Le fumage du poisson : Un savoir-faire ancestral
Dans les quartiers côtiers, l'odeur caractéristique de la sciure de bois brûlée annonce la présence des fours de fumage. Le processus est rude et exigeant :
- Le nettoyage et salage : Les poissons sont écaillés, vidés et trempés dans la saumure.
- L'agencement sur les claies : Disposés en rond sur de grands grillages métalliques posés sur des fours en banco (terre battue).
- Le fumage lent : Maintenir un feu couvant, sans flamme, avec des écorces de noix de coco et de la sciure pour fumer le poisson à cœur pendant plusieurs heures, lui donnant cette couleur dorée à cuivrée.
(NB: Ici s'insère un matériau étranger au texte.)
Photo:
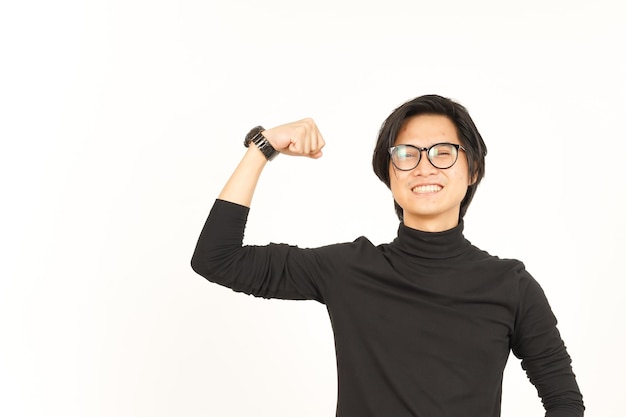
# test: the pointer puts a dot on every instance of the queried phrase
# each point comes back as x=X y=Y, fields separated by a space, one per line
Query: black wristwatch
x=256 y=136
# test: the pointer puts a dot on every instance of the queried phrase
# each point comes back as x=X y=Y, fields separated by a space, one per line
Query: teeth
x=426 y=189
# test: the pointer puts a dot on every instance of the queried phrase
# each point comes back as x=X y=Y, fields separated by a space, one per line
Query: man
x=423 y=325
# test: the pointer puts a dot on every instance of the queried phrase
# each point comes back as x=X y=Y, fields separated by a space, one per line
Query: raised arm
x=301 y=138
x=273 y=271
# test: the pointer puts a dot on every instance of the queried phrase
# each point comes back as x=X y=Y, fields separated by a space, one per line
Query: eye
x=404 y=152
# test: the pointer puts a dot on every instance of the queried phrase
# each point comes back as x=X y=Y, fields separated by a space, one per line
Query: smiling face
x=430 y=197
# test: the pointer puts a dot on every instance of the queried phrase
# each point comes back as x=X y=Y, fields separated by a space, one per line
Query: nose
x=424 y=166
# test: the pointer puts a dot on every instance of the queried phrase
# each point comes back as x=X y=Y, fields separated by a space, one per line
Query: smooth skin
x=430 y=197
x=301 y=138
x=435 y=207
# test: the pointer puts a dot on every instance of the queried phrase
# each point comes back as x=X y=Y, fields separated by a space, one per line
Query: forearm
x=240 y=187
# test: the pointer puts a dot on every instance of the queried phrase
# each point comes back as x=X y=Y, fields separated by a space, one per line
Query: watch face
x=251 y=134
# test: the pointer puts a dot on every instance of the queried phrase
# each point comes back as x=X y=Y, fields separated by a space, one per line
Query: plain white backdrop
x=121 y=120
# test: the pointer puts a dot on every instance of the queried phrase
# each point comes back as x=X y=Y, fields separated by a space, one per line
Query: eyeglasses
x=440 y=155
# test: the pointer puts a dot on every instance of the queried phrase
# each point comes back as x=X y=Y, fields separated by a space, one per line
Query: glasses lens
x=405 y=157
x=443 y=155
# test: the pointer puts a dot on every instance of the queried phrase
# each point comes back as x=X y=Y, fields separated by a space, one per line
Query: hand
x=301 y=138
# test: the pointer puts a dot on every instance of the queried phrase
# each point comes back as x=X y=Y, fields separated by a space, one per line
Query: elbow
x=200 y=266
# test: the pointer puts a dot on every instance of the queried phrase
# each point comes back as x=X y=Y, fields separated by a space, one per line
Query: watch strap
x=256 y=136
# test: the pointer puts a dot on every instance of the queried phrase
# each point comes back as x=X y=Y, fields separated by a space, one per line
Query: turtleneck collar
x=433 y=245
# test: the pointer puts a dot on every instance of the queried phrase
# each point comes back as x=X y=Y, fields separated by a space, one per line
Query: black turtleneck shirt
x=423 y=325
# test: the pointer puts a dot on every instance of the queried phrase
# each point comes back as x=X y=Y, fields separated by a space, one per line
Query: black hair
x=470 y=138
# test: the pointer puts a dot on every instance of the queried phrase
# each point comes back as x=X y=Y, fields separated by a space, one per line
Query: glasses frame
x=427 y=150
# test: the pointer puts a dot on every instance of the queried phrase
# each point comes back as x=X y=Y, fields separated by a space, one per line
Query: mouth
x=427 y=189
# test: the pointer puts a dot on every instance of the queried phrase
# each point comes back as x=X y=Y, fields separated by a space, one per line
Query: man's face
x=430 y=197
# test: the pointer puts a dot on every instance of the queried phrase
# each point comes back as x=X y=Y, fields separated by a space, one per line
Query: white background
x=121 y=120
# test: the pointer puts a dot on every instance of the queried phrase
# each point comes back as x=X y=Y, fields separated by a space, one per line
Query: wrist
x=255 y=136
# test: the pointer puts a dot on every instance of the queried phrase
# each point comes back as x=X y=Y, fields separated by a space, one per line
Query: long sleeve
x=272 y=271
x=538 y=344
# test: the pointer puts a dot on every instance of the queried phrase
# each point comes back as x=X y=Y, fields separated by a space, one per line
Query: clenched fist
x=301 y=138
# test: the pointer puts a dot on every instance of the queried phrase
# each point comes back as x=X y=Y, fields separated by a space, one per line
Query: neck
x=431 y=224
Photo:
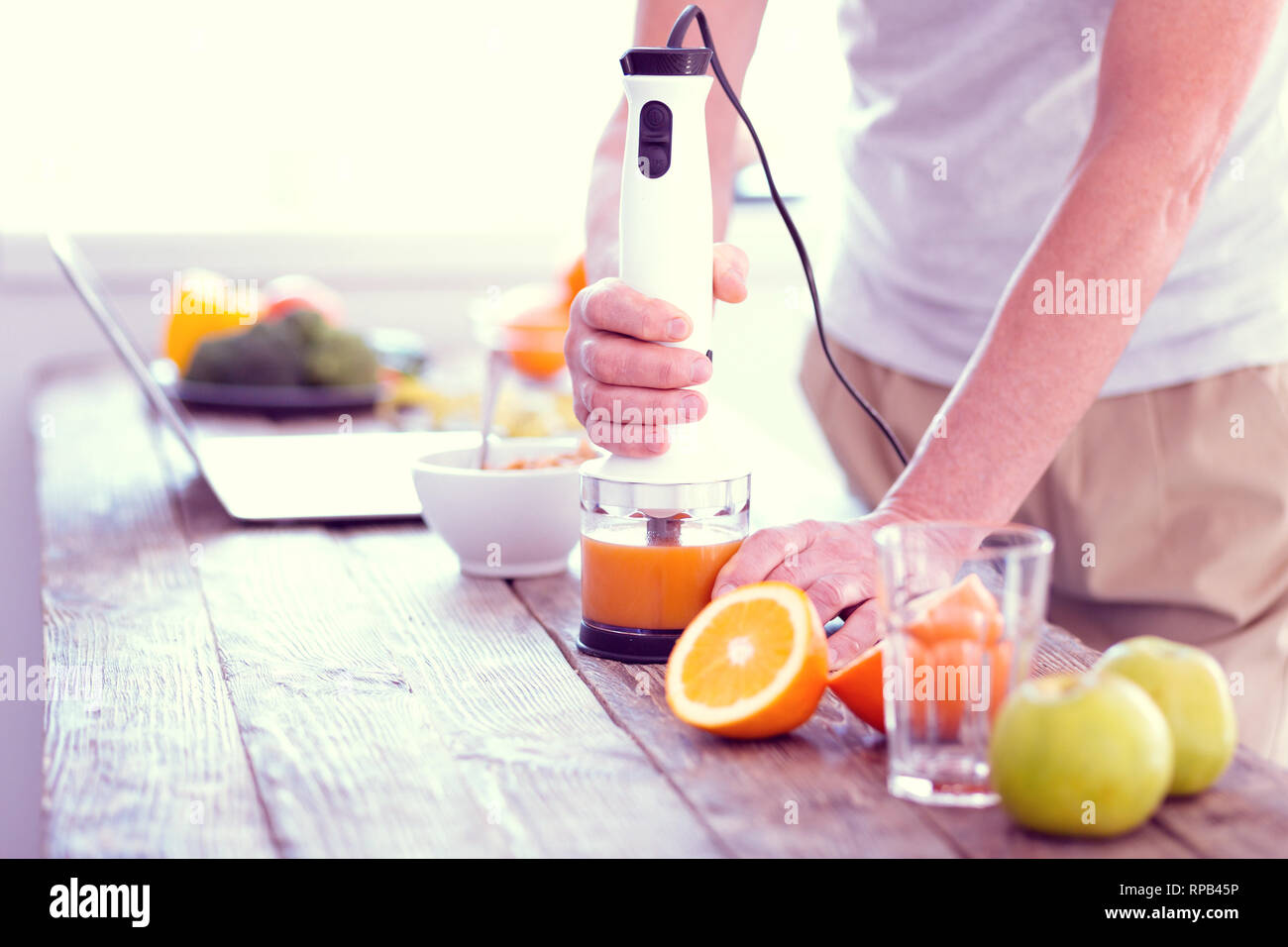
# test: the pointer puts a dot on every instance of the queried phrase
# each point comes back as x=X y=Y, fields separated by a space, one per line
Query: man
x=1026 y=179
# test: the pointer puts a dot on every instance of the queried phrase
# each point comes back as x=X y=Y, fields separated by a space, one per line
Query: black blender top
x=665 y=60
x=674 y=58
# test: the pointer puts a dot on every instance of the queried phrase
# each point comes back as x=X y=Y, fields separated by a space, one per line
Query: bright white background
x=384 y=116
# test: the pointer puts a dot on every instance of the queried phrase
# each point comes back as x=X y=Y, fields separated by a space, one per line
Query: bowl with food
x=514 y=518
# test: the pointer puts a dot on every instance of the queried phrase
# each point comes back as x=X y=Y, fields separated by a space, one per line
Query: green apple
x=1190 y=688
x=1081 y=754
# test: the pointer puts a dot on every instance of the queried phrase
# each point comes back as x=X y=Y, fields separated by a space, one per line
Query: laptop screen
x=86 y=283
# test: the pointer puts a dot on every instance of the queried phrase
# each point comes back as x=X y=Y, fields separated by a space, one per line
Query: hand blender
x=657 y=530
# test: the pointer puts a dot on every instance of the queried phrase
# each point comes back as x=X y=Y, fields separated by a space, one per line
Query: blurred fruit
x=207 y=304
x=966 y=609
x=575 y=279
x=858 y=685
x=290 y=294
x=535 y=341
x=752 y=664
x=1086 y=754
x=1190 y=688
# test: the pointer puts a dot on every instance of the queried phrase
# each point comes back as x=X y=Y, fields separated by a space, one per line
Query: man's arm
x=1172 y=78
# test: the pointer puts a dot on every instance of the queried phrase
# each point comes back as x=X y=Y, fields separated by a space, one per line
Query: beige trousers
x=1170 y=512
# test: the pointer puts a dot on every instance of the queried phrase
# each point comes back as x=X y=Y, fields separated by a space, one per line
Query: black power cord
x=677 y=42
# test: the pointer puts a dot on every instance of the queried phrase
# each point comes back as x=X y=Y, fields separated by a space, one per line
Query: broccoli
x=299 y=350
x=340 y=359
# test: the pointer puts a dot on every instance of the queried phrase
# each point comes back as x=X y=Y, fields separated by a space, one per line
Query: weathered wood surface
x=316 y=690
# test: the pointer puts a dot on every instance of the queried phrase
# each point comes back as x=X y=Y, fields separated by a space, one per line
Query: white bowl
x=502 y=523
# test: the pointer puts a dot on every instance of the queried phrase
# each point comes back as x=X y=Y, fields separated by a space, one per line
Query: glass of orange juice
x=649 y=557
x=962 y=607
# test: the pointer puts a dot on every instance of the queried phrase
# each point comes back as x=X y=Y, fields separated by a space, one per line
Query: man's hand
x=614 y=361
x=833 y=564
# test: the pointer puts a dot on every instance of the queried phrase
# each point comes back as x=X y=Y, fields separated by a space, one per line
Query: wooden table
x=220 y=689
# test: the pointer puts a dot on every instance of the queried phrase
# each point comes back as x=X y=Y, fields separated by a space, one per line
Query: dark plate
x=262 y=397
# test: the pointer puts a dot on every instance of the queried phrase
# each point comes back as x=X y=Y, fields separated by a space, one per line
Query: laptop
x=274 y=476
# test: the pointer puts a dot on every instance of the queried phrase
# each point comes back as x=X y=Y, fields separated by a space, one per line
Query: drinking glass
x=962 y=605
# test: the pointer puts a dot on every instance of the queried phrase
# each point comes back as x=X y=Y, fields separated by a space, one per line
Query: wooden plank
x=142 y=750
x=415 y=711
x=527 y=732
x=835 y=762
x=818 y=791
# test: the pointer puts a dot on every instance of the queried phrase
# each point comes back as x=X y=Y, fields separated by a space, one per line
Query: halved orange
x=752 y=664
x=858 y=685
La vente et le contrôle du marché
Le marché central d'Aného résonne des négociations énergiques de ces femmes, que l'on appelle souvent les "Nana Benz" de la lagune. Elles détiennent le véritable pouvoir économique de la filière, finançant parfois elles-mêmes l'achat des filets ou des moteurs pour les pêcheurs, instaurant ainsi un partenariat commercial indissoluble.
Les passeurs et piroguiers : Les maîtres de l'eau
Avant la construction des ponts modernes, et encore aujourd'hui dans de nombreux villages excentrés, la pirogue reste le seul moyen de franchir la lagune ou de transporter des marchandises lourdes.
Relier les rives et transporter les marchandises
Le métier de piroguier (ou passeur) est une nécessité publique. Ces hommes musclés manient avec adresse une longue perche de bambou pour pousser leurs lourdes pirogues taillées dans un tronc de fromager massif.
- Le transport de personnes : Des écoliers en uniforme rejoignant la rive opposée, aux marchandes avec leurs lourdes bassines sur la tête.
- Le fret de matériaux : Transport de gravier, de sable dragué au fond du fleuve, ou de bois de chauffe vers le marché.
- Le tourisme lent : De plus en plus de piroguiers se reconvertissent pour offrir des balades silencieuses et écologiques aux voyageurs curieux de découvrir la mangrove et les îles environnantes.
Tous ces métiers forment la trame d'une société solidaire et laborieuse, qui, jour après jour, écrit la vibrante histoire contemporaine d'Aného au rythme clapotant des pagaies.